While New York Mayor Bill de Blasio says that New York City will honour its health care workers and first responders with a ticker tape parade once it’s safe to hold large gatherings again, the news is more dire for some of the world’s most iconic events.
Spain has called off the Running of the Bulls in July, the US scrapped the national spelling bee in June and Germany has cancelled Oktoberfest in September, suggesting that the effort to beat back the coronavirus and return to normal could be a long way off.
Previously, the once-a-decade Oberammergau Passion Play in Germany was postponed until 2022.
A myriad of smaller-scale summer events, such as Crop Over in Barbados and Carnival in Antigua have also recently issued cancellation notices.

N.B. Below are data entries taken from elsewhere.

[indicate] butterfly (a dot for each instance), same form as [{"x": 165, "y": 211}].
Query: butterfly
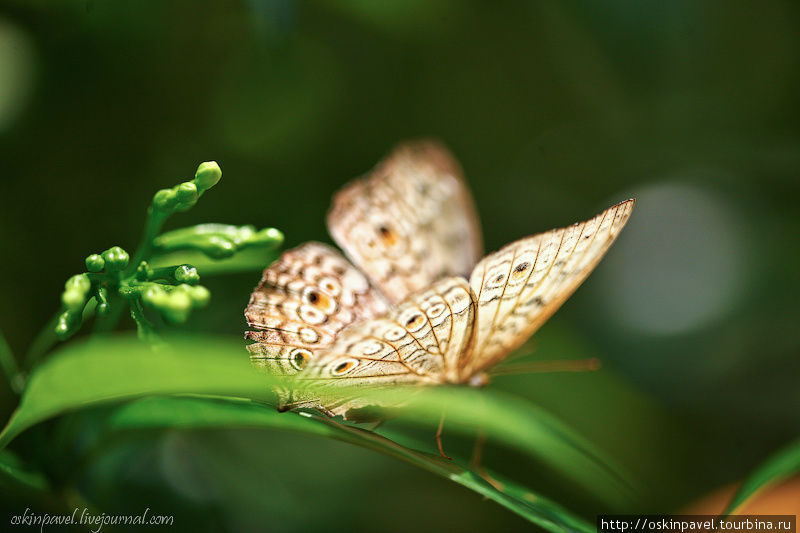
[{"x": 415, "y": 304}]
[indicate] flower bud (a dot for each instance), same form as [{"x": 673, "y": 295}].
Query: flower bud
[
  {"x": 186, "y": 274},
  {"x": 116, "y": 259},
  {"x": 208, "y": 174},
  {"x": 95, "y": 263},
  {"x": 187, "y": 193}
]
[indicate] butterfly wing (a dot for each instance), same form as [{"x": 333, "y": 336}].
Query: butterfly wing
[
  {"x": 303, "y": 301},
  {"x": 520, "y": 286},
  {"x": 409, "y": 222},
  {"x": 418, "y": 342}
]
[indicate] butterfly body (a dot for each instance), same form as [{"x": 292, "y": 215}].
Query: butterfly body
[{"x": 421, "y": 308}]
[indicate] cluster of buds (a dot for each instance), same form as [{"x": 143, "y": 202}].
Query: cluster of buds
[{"x": 172, "y": 291}]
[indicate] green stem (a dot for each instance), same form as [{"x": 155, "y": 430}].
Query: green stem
[
  {"x": 144, "y": 328},
  {"x": 16, "y": 378},
  {"x": 155, "y": 220}
]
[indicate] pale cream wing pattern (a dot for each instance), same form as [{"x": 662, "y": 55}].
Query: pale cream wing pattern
[
  {"x": 418, "y": 342},
  {"x": 409, "y": 222},
  {"x": 520, "y": 286},
  {"x": 303, "y": 301}
]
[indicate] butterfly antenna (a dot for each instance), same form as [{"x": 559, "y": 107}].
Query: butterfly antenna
[
  {"x": 477, "y": 458},
  {"x": 439, "y": 438},
  {"x": 282, "y": 408},
  {"x": 540, "y": 367}
]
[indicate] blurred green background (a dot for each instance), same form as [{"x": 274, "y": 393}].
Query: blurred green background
[{"x": 556, "y": 110}]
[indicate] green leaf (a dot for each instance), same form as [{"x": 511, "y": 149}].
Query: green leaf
[
  {"x": 195, "y": 413},
  {"x": 778, "y": 467},
  {"x": 246, "y": 260},
  {"x": 14, "y": 476},
  {"x": 114, "y": 369}
]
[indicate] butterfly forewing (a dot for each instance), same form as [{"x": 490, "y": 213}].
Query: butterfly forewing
[
  {"x": 301, "y": 304},
  {"x": 419, "y": 341},
  {"x": 410, "y": 222},
  {"x": 520, "y": 286}
]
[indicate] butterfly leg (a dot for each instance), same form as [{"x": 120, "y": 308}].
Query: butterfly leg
[
  {"x": 477, "y": 457},
  {"x": 439, "y": 438}
]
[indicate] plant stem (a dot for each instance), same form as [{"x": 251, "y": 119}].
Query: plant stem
[
  {"x": 155, "y": 220},
  {"x": 16, "y": 378}
]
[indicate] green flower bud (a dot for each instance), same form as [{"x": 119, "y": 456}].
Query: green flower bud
[
  {"x": 200, "y": 296},
  {"x": 186, "y": 274},
  {"x": 116, "y": 259},
  {"x": 164, "y": 199},
  {"x": 208, "y": 174},
  {"x": 155, "y": 296},
  {"x": 95, "y": 263},
  {"x": 79, "y": 283},
  {"x": 268, "y": 236},
  {"x": 187, "y": 193},
  {"x": 73, "y": 300},
  {"x": 177, "y": 307},
  {"x": 67, "y": 323}
]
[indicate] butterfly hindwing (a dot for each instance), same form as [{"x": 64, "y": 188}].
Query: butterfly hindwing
[
  {"x": 417, "y": 342},
  {"x": 303, "y": 301},
  {"x": 520, "y": 286},
  {"x": 409, "y": 222}
]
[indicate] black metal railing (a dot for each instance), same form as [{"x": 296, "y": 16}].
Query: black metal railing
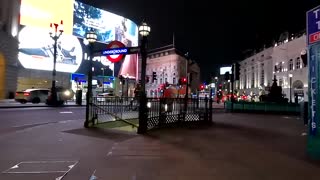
[
  {"x": 165, "y": 111},
  {"x": 104, "y": 109},
  {"x": 160, "y": 111}
]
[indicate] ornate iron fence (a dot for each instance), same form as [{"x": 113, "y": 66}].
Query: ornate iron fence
[
  {"x": 166, "y": 111},
  {"x": 161, "y": 111},
  {"x": 104, "y": 109}
]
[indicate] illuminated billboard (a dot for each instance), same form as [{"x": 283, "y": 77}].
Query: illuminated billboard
[
  {"x": 36, "y": 50},
  {"x": 37, "y": 13},
  {"x": 223, "y": 70},
  {"x": 108, "y": 26},
  {"x": 36, "y": 46}
]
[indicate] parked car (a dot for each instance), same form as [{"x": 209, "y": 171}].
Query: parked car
[
  {"x": 105, "y": 97},
  {"x": 34, "y": 96},
  {"x": 63, "y": 95}
]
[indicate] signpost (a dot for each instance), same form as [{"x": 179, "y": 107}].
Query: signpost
[
  {"x": 116, "y": 51},
  {"x": 313, "y": 39}
]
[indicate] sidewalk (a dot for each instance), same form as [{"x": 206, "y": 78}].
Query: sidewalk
[
  {"x": 11, "y": 103},
  {"x": 237, "y": 147}
]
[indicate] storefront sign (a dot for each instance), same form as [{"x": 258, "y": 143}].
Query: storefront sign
[
  {"x": 313, "y": 25},
  {"x": 313, "y": 73}
]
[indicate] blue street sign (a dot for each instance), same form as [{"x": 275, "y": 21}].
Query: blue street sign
[
  {"x": 313, "y": 85},
  {"x": 313, "y": 25},
  {"x": 115, "y": 51}
]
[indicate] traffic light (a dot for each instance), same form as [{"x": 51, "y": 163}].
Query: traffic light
[
  {"x": 304, "y": 58},
  {"x": 227, "y": 76},
  {"x": 184, "y": 80},
  {"x": 154, "y": 76},
  {"x": 236, "y": 71}
]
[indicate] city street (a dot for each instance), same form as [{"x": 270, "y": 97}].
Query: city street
[{"x": 51, "y": 143}]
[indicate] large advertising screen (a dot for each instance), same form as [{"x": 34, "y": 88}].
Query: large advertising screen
[
  {"x": 37, "y": 13},
  {"x": 36, "y": 50},
  {"x": 36, "y": 46},
  {"x": 223, "y": 70},
  {"x": 108, "y": 26}
]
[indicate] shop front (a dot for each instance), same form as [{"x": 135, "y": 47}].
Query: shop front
[{"x": 36, "y": 51}]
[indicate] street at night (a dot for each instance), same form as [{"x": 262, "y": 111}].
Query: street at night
[{"x": 45, "y": 142}]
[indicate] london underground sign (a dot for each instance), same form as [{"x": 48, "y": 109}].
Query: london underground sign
[
  {"x": 115, "y": 57},
  {"x": 116, "y": 51},
  {"x": 313, "y": 40},
  {"x": 313, "y": 25}
]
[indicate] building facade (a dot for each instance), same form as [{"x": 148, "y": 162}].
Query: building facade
[
  {"x": 26, "y": 48},
  {"x": 285, "y": 60},
  {"x": 170, "y": 65},
  {"x": 255, "y": 73},
  {"x": 288, "y": 61}
]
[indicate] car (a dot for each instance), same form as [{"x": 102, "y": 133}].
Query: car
[
  {"x": 63, "y": 95},
  {"x": 105, "y": 97},
  {"x": 34, "y": 96}
]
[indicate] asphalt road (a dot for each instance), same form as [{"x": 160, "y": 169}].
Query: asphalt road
[
  {"x": 51, "y": 144},
  {"x": 20, "y": 117}
]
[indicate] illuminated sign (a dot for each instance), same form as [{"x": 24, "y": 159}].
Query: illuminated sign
[
  {"x": 223, "y": 70},
  {"x": 115, "y": 51},
  {"x": 313, "y": 25},
  {"x": 36, "y": 51},
  {"x": 37, "y": 13},
  {"x": 313, "y": 85},
  {"x": 108, "y": 26}
]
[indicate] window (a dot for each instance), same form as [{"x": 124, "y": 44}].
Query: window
[
  {"x": 262, "y": 77},
  {"x": 262, "y": 74},
  {"x": 245, "y": 79},
  {"x": 280, "y": 82},
  {"x": 252, "y": 80},
  {"x": 252, "y": 77},
  {"x": 290, "y": 65},
  {"x": 298, "y": 63}
]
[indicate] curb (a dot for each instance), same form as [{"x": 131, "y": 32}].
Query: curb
[{"x": 33, "y": 106}]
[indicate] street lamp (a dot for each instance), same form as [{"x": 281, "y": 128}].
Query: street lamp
[
  {"x": 102, "y": 80},
  {"x": 91, "y": 37},
  {"x": 144, "y": 31},
  {"x": 290, "y": 77},
  {"x": 56, "y": 31}
]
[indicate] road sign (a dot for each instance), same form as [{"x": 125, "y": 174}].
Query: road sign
[
  {"x": 115, "y": 57},
  {"x": 117, "y": 51},
  {"x": 313, "y": 25}
]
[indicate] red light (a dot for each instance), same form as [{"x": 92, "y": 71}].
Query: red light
[{"x": 26, "y": 94}]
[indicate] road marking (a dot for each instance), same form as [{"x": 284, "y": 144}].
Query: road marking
[
  {"x": 93, "y": 176},
  {"x": 66, "y": 112},
  {"x": 15, "y": 169}
]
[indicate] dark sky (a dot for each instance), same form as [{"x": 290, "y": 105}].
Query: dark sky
[{"x": 217, "y": 33}]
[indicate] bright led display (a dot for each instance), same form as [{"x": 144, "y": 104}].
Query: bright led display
[
  {"x": 223, "y": 70},
  {"x": 36, "y": 51},
  {"x": 37, "y": 13}
]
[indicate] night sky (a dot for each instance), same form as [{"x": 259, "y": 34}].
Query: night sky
[{"x": 214, "y": 34}]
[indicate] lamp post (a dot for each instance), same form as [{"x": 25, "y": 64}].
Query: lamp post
[
  {"x": 91, "y": 36},
  {"x": 144, "y": 31},
  {"x": 290, "y": 85},
  {"x": 102, "y": 80},
  {"x": 56, "y": 31}
]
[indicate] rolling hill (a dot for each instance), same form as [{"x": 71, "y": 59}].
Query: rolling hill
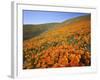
[{"x": 65, "y": 44}]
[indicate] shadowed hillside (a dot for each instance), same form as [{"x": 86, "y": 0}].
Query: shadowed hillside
[{"x": 66, "y": 44}]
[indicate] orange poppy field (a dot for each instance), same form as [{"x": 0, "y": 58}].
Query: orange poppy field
[{"x": 65, "y": 44}]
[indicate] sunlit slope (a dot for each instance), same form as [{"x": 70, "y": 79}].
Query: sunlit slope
[
  {"x": 67, "y": 44},
  {"x": 30, "y": 31}
]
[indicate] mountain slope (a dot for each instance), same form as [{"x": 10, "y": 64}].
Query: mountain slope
[{"x": 67, "y": 44}]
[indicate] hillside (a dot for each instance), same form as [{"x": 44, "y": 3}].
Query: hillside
[{"x": 67, "y": 44}]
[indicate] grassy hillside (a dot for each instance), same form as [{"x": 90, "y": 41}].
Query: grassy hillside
[{"x": 67, "y": 44}]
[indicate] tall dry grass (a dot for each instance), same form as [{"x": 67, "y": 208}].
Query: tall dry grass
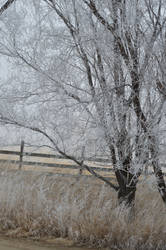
[{"x": 34, "y": 204}]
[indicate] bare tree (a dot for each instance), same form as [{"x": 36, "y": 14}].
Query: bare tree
[{"x": 103, "y": 60}]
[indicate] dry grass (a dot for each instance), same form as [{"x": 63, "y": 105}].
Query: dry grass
[{"x": 34, "y": 204}]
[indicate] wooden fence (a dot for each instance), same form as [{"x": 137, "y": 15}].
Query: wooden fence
[
  {"x": 22, "y": 154},
  {"x": 20, "y": 162}
]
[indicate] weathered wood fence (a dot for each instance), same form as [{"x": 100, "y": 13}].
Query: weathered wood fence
[{"x": 23, "y": 154}]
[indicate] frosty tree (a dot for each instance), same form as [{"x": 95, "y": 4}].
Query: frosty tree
[{"x": 93, "y": 66}]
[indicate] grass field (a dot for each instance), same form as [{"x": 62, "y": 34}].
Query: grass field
[{"x": 37, "y": 205}]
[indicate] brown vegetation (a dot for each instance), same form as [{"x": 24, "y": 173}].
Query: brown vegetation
[{"x": 35, "y": 204}]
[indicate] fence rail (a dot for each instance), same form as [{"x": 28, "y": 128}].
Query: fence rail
[{"x": 23, "y": 154}]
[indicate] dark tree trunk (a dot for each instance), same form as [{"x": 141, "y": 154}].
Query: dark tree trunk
[{"x": 127, "y": 188}]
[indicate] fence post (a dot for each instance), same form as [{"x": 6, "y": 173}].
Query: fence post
[
  {"x": 82, "y": 160},
  {"x": 21, "y": 154}
]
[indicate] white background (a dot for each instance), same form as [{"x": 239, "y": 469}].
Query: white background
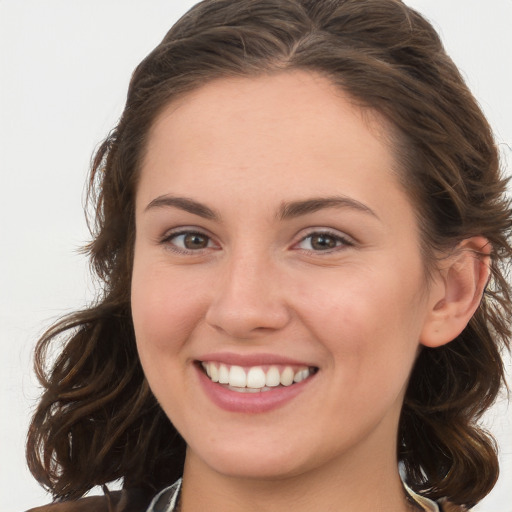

In rare contrast, Denmark’s Tivoli Gardens amusement park in Copenhagen says it will reopen on May 11, signalling a move by many countries in Europe to begin re-opening in stages.
In the US, one state after another — mostly ones led by Republican governors — have begun taking steps to get back to business, such as the reopening of select public beaches in Florida, South Carolina and California to enthusiastic crowds.
However, some business owners in the US who got the go-ahead to reopen are hesitating, in a sign that commerce won’t necessarily bounce back right away.
In hard-hit New York City, the Metropolitan Museum of Art is bracing for a US $100 million shortfall. The Metropolitan Opera has cancelled the rest of its season, stopped paying the orchestra and chorus, and launched an emergency fundraising drive.
The New York-based James Beard Foundation has raised $4.3 million to save independent restaurants nationwide from going out of business because of the pandemic.
Mark Lebos, owner of Strong Gym in Savannah, Georgia, where Gov. Brian Kemp announced that gyms and salons can reopen this week, said it would be professional negligence to do so right now.
“We are not going to be a vector of death and suffering,” he said.
With the crisis easing but far from over in Europe, small shops in Berlin reopened, and restrictions were also relaxed in Denmark and Austria. In France, long lines formed outside the few McDonald’s drive-thrus that started serving customers again.
Still, many employees and customers were uneasy.
“Of course, I’m happy that I can open again and we can keep our heads above water,” said Galina Hooge, who opened her small Berlin toy store for the first time in over a month. But she worried that some Germans still aren’t taking the outbreak seriously. “Relaxing the rules doesn’t mean that everything is over. It’s not over by a long stretch,” she said.
With deaths and infections still rising around the world, the push to reopen has set off warnings from health authorities that the crisis that has killed well over 170,000 people globally is far from over and that relaxing the stay-at-home orders too quickly could enable the virus to come surging back.
As such, Germany called off the centuries-old Oktoberfest beer festival in Munich, which draws about 6 million visitors each year. The event has previously only been cancelled during the two world wars; during a period of hyperinflation in Germany in 1923; and twice because of cholera outbreaks in the 1800s.
“We agreed that the risk is simply too high,” Bavarian governor Markus Soeder said.
In Italy, Premier Giuseppe Conte confirmed that businesses can start reopening on May 4 but dashed any hopes of a full end to the country’s strict lockdown any time soon, saying: “A decision of that kind would be irresponsible.”